日本の伝統的な古民家は、風雪に耐え、大きな地震の揺れを経験し、幾節の年月を経て今日に残っています。
地元に育った木と、地域の人々の技術で造られた住いであり、暮らす文化の結晶といえます。

経済・社会構造や生活様式の変化のなかで、取り壊されることが多かった古民家でしたが、人々が古民家の持つ魅力に改めて気付いたことで、古民家を改築をして快適に暮らたしたいと願う家族が増えてきました。

私たち現代人が、日本古来から伝わる伝統的建築をもう一度見直すことによって、古民家から学ぶことはたくさんあります。先人たちの知恵に、新しい建築技術を加えることで、地域の環境に適した快適な暮らしの場となります。

「築100年の蔵を取り壊して、新しい家を建てたい」 というご相談がありました

あるご家族から、明治時代に建てられた築100年の蔵を取り壊して、新しい家を建てたいというご相談がありました。伺ってみると、切り妻屋根に瓦が乗り、外壁を銅板で葺かれた、立派な佇まいの2階建ての建物でした。内部は古い家の独特の臭いがしましたが、どっしりとした家の存在感に、圧倒されました。

硬く踏みしめられた版築の土間、30cmの厚さがある土壁、大屋根を支える松の梁。自然の恵みによって築き上げられた空間には、程よい湿度と温度が保たれています。

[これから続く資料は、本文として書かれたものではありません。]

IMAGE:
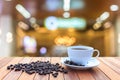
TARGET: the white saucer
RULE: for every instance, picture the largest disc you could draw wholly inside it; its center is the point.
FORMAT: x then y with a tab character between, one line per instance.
92	63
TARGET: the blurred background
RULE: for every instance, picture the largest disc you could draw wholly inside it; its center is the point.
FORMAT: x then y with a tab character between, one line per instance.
48	27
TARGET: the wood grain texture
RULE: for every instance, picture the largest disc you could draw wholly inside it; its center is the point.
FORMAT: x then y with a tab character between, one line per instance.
109	69
4	61
85	75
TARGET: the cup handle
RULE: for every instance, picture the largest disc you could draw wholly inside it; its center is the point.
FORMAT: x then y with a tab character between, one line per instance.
98	52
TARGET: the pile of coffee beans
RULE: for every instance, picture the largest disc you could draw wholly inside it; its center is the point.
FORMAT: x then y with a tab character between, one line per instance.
40	67
72	63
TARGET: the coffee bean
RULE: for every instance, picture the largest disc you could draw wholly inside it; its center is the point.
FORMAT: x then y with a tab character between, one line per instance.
40	67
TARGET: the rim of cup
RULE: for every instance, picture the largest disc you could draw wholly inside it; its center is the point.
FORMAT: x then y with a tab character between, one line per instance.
85	47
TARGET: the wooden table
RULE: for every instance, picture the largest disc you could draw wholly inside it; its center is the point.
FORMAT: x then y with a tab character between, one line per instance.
109	69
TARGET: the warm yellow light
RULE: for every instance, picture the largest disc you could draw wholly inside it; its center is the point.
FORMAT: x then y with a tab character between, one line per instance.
65	40
97	26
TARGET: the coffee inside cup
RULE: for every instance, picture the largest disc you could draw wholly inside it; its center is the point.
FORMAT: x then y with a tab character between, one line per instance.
79	49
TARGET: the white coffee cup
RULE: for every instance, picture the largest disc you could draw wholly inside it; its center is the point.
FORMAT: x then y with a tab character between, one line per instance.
81	54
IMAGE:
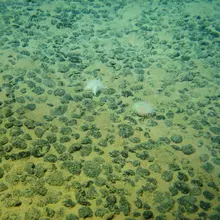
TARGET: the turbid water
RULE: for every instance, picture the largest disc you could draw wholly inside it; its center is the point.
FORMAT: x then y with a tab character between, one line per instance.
143	143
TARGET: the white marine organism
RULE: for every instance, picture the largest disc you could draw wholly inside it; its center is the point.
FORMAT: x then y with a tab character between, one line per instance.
142	108
95	85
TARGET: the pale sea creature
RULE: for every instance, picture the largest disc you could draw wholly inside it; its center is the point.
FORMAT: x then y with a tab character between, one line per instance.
143	108
95	85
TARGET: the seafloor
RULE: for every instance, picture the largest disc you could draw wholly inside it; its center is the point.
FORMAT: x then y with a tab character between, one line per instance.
68	154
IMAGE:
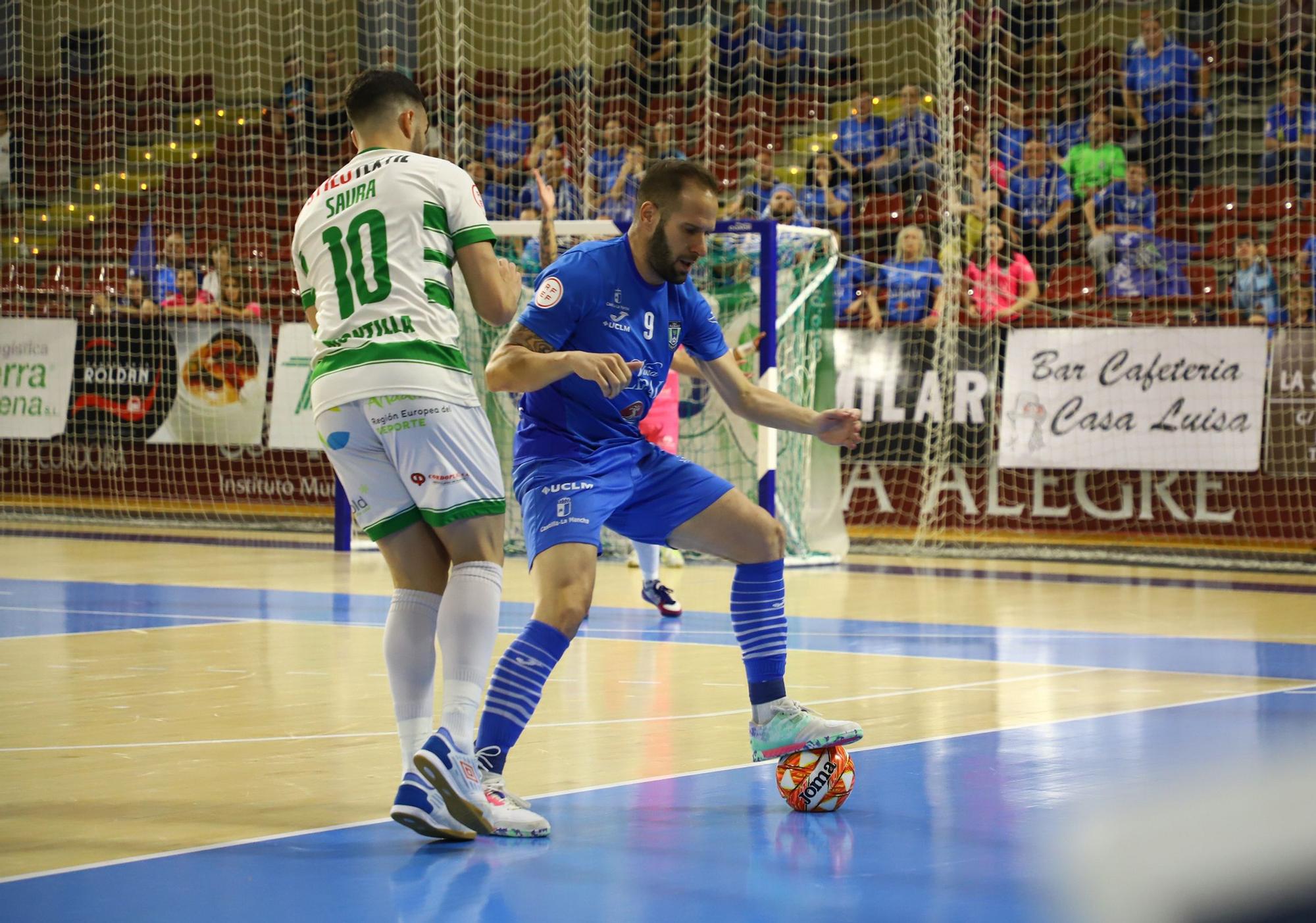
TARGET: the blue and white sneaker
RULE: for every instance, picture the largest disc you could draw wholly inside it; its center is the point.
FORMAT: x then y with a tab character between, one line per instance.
419	807
456	775
663	597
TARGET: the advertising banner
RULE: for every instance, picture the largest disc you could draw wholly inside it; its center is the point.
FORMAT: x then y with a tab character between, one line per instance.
222	382
1160	399
291	421
36	370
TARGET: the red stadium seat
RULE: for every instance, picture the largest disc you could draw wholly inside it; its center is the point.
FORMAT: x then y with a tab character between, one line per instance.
1072	286
1271	203
884	211
1213	203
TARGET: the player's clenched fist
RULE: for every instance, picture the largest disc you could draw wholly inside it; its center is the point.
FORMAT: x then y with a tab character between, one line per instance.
839	428
609	370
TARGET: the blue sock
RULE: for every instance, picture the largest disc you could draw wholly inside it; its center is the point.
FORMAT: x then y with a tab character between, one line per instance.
517	687
759	617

先人達が残した築100年の蔵を、後世に残すことは、今を生きる私たちに求められる大切な役割だと感じました。その想いは、建て主のご家族をはじめ、親族のみなさんにも共感いただけ、ました。築100年の蔵を、再生して、後世に繋いでいこう! 取り壊しをせずに、リノベーションとして、蔵を蘇らせることを託されました。

一番の課題は光でした。蔵の中は日中でも暗く、照明を着けないと、歩くことも容易ではありません。そこで屋根面にガラスの天窓を設けました。屋根からの採光は、壁面の窓に比べて3倍も明るいのです。天窓の設置により、2階は劇的に明るくなりました。2階の明るさを1階にまで導くために、2階の床の一部を撤去して、強化ガラスを設置しました。もちろん歩いても問題ありません。1階の寝室と子供部屋にも、太陽の光を届けることができたのです。

動線を考えて間取りを検討する

古民家は、和室と和室が、障子だけで区切られていることが多く、現代の住まいの間取りと大きく異なります。個室としては使いにくいことも多く、寝具としてベットを好む場合は、畳の部屋は都合がわるいことになります。

リフォームでは、生活動線を考え、水回りの部屋とのつながりや、家族のコミュニケーションとプライバシーを保ちながら、暮らしに合った間取りを検討することが必要です。

断熱・遮熱・気密を高め、温度差を解消する

古民家は、夏が涼しく過ごせるように工夫されて造られています。
このため、冬場に室内の温度が下がり、隙間風が起こり、足元が寒く、厚着をするなど、生活面で工夫が必要です。

断熱材を工夫し断熱性能を上げ、近年の夏場の激しい温度上昇対策のために遮熱材を使い、
さらに家全体の気密性能を高めるといった現代建築の技術をすべて使います。
こうすることで、古民家が本来持つ、調湿能力や、空気浄化機能などが加わって、現代建築だけでは得られない、快適な住空間が完成します。